Márcio Pablo Pires Martins Miranda e Vanessa Devitto Zakia Miranda – Comitê de Neonatologia e Reanimação Neonatal da SMP

magnésio

As estimativas mais recentes do Ministério da Saúde indicam uma mortalidade infantil no país na faixa de 14,6 por 1000 nascidos vivos, sendo a mortalidade neonatal (recém-nascidos até 28 dias de vida) responsável por quase 70% deste total. A prematuridade contribui com uma parcela importante destes números, sendo a principal causa de morbi-mortalidade perinatal em todo o mundo. Com a melhora da assistência neonatal, a incidência de prematuros e a sobrevida destes bebês têm aumentado consideravelmente, mesmo aqueles prematuros com idade gestacional extrema. É um grande desafio para os neonatologistas a inserção destas crianças na sociedade, com qualidade de vida e produtividade.

 Os casos de paralisia cerebral decorrentes desta prematuridade também vêm aumentando com a melhora desta sobrevida. Aproximadamente 42% a 49% destes casos estão associados ao parto pré-termo. Entende-se como paralisia cerebral um grupo de distúrbios de movimento e/ou postura que incluem achados como retardo motor, persistência de reflexos primitivos, alterações posturais e outros sinais neurológicos.

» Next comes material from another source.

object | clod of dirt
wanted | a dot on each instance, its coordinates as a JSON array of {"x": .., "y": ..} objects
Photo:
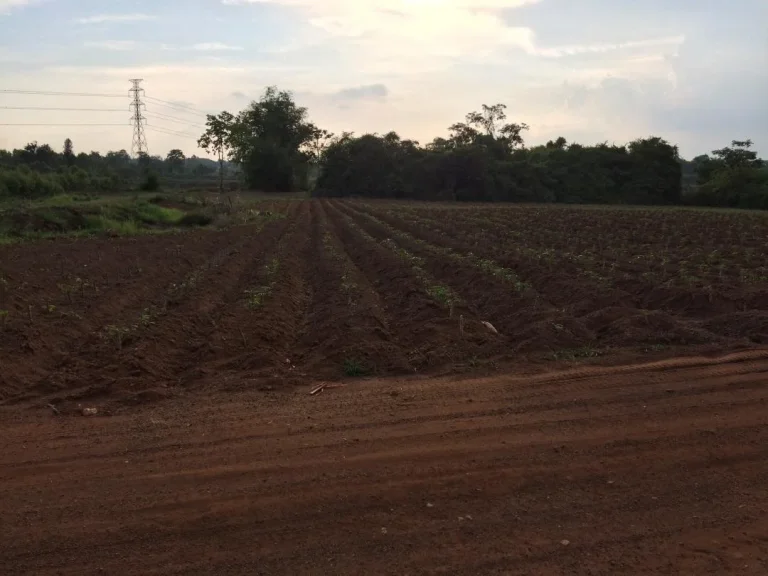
[{"x": 490, "y": 327}]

O sulfato de magnésio (MgSO4) usado em gestantes, nos casos em que há expectativa de que ocorra um parto prematuro, tem provocado uma diminuição no risco de paralisia cerebral e de disfunções motoras graves nos recém-nascidos. O exato mecanismo de ação do sulfato de magnésio, que contribui para estes achados, ainda não está totalmente esclarecido. Existem teorias que acreditam que o sulfato de magnésio possa agir como antagonista do cálcio, reduzindo seu influxo para as células e diminuindo, assim, os efeitos maléficos da encefalopatia hipóxico-isquêmica. Além disso, são consideradas funções de proteção celular contra ação de radicais livres, vasodilatação e redução da instabilidade vascular e diminuição do dano celular induzido por citoquinas.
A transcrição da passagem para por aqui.